David Artman’s recent podcast interview with John Milbank presented a staggering wealth of topics and summarized material from a remarkably large portion of John Milbank’s long and wide-ranging career. While tempted to transcribe more, I just ended up taking a few notes for my own future reflection. However, here are a few samples:
48:48
“In a sense, no, God absolutely doesn’t require us. But in another sense, He cannot do without us. This is why Jesus has these parables of searching for lost sheep, searching for lost coins. The implication (which is sometimes brought out in more gnostic readings but I don’t see why it should not be perfectly orthodox) is the sense, not just that He wants to gather in as coins, as many sheep, as possible but He needs to gather in every sheep, every coin, because these are aspects of His glory. He cannot do without them.” [This brought to mind a lot from David Bentley Hart’s recent novel Kenogaia (A Gnostic Tale).]
1:06:29
David Artman: “Along the way, there is a sense of real and (I think, as you are saying it) a necessary participation that we make. So this is not just a dream. It is really happening, and our participation really is important.”
John Milbank: “Yes! The most extreme mystery is: we are hoping for something that we can’t deliver, our desire exceeds what we deliver. And yet the further mystery is that somehow what we are doing is relevant to the final outcome. We are in some way building the kingdom even though the kingdom is ultimately something that we have to receive. That’s a total mystery, but we have to live it. …There is a sense in which we can do nothing and a sense in which every action is of ultimate importance—somehow joined to Mary’s assent in some mysterious way.”
9:34
“There is no alternative principle to God.

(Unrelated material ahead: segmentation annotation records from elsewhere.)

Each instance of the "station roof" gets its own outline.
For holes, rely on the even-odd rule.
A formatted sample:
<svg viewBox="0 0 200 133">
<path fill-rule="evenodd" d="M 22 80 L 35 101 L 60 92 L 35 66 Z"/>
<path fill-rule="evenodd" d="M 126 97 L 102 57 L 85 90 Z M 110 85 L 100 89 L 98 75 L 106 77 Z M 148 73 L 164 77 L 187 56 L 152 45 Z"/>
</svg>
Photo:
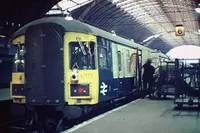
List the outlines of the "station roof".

Even our violence arises from resistance to God, from something that is in denial of ultimate reality rather than being co-original with that reality.”
58:44
“That sort of rather grim Christianity …tends to not understand the role of the convivial and festive in forming society. …It fails to see that the ethical itself is communion and love. …The more you have that kind of perspective, then the intimacy of Christianity, the way that it has to do with our whole lives, all our personal relationships, the way that it gets right down into the family level, that tends to get perverted. …The personal and the intimate itself gets institutionalized.”
Here are some of the other topics talked about by Milbank:
- How the reality of empire is not just an evil in the world but also offers goodness. How Paul might have welcomed the conversion of the Roman Empire while the author of Revelation might not have welcomed that.
- How Christianity involves an ontology of peace in contrast to paganism which is grounded on an ontology of violence (and a war against a monster of the deeps). Paganism presents ultimate or eternal alternatives to God (like chaos) that must be conquered while Christianity presents no alternative to God.
- How secularism came about and along with a separation between faith and reason or natural versus special revelation.
- How western culture is far more wide and diverse than we realize.
- How God and creation relate to each other in a non-duality (at length with many other details involved).
- We also get a compact summary of trinitarian theology as the heart of metaphysics.
- Finally, there is a contemporary reference to Vladimir Putin near the end (as a false prophet threatening to bring about the final judgment).
I had to pause and replay many times, but I highly recommend the entire episode with John Milbank on David Artman’s Grace Saves All podcast: Ep. 77 “John Milbank on Radical Orthodoxy, Paradox, David Bentley Hart, Apocatastasis, Mystery, and Practicality.”

Thanks for this – your efforts to scout out these theological frontiers (and report back your findings) are much appreciated!